12 Replies to "FOLLOWUP: After open houses for new West Seattle Junction park, you can now vote online for your favorite design"

  • ACG February 3, 2018 (12:55 pm)

    I’m late to the party here… could someone please describe where this is located?  I googled the 4700 block of 40th SW, but still am unsure exactly where this park is going. Thanks!

    • WSB February 3, 2018 (1:40 pm)

      North of Broadstone Sky. Across from the west side of the Masonic Hall. Where the tents used for temp Fire Station 32 are. Does that help?

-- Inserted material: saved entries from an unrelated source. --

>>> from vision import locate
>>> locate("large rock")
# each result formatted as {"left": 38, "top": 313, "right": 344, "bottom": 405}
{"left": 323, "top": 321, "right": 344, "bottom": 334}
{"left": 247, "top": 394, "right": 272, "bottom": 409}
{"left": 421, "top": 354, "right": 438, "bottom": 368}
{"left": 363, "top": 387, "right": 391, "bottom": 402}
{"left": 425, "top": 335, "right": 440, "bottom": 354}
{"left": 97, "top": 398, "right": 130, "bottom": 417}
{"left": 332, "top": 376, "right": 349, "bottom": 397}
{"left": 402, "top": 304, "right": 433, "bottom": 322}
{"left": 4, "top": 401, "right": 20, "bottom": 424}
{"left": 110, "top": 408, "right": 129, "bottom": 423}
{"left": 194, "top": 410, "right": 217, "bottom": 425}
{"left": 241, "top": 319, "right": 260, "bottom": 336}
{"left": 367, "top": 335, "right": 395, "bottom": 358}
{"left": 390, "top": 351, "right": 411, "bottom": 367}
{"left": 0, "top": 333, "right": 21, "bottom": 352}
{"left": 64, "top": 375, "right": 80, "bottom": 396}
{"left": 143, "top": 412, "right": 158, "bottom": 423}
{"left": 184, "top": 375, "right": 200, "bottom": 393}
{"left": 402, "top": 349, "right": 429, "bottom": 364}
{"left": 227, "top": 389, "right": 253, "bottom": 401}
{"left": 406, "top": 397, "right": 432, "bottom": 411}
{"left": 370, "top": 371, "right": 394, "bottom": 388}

    • Pip February 3, 2018 (1:46 pm)

      It’s going where the temporary fire station used to be (the big white tents), between Edmonds and Alaska; right next door to the Sound and Fog coffee shop.

      • ACG February 3, 2018 (9:32 pm)

        WSB and PIP-

        Yes, that helps a lot. Thank you!!

  • mikekey February 3, 2018 (4:26 pm)

    What kind of plans are in place to patrol this park, which is kind of off the beaten path, to keep people from camping out or doing illegal drugs, etc.  Will there be restroom facilities?  If these concerns have been covered, please direct me to the proper site.  Thanks.

    • WSB February 3, 2018 (4:50 pm)

      No, there is not a restroom in the plan. No, it’s not off the beaten path, really – it’s surrounded by buildings with many hundreds of residents (Broadstone Sky, The Whittaker, and I don’t know the name of the building immediately west) and close to ever-busier SW Alaska and SW Edmunds. Even Junction Plaza Park doesn’t have that many potential eyes on it.

  • Jeannie February 3, 2018 (5:02 pm)

    I’m almost ready to vote “None of the above.” Option1 is boring, with ugly and useless “sculpture,” and are people really going to sprawl or slouch on that wooden platform thing? Option 3 has a lot of uncomfortable-looking backless “benches” – not good for people’s backs or postures. though I guess it’s okay if you spend all your leisure time hunched over a tablet. I guess 2 is the best of the lot, because it has that boardwalk-looking feature and seems the most natural. Which of these options has plantings most likely to attract birds as well as people? 

    • WSB February 3, 2018 (6:08 pm)

      All of them, according to our discussions at the open house. Butterflies, birds…

  • Ursula February 4, 2018 (12:13 pm)

    We need another meeting as this one was in conflict with the SDOT meeting about ST3 coming to WS as well as HALA and Fauntleroy Blvd Project, (which was canceled during the meeting time).

    I cannot decipher the landscape archetect plans without questions and answers.  Need far better community outreach for such an enduring project!

    • WSB February 4, 2018 (12:23 pm)

      Sorry you couldn’t make it but no, it wasn’t in conflict with any meeting. (Trust me, since we cover almost every public meeting held in West Seattle, year round, we keep a master calendar of everything that’s going on as well as publishing daily previews!) SDOT hasn’t had a meeting about ST3 (ST3’s open house is coming up February 13th) and JuNO’s discussion of HALA was the night before, January 31st. (The Fauntleroy Boulevard project hasn’t been canceled but it was put on hold, and not during the JuNO meeting – SDOT’s announcement was earlier in the afternoon; we published our story before 4 pm.) The park meetings were 11:30 am-1 pm and 5:30-7 pm on Thursday, February 1st. If you have questions you can also directly contact the project team, whose e-mail/phone info is on the project page linked in our story – TR

  • Matt February 8, 2018 (8:22 pm)

    Thanks Tracy for posting!  Excited to have another park, especially for those apartment dwellers right around there.  It will be well loved, and can’t happen soon enough! 

  • chemist February 12, 2018 (6:00 pm)

    and the survey is now closed.  Business day, not midnight shutoff.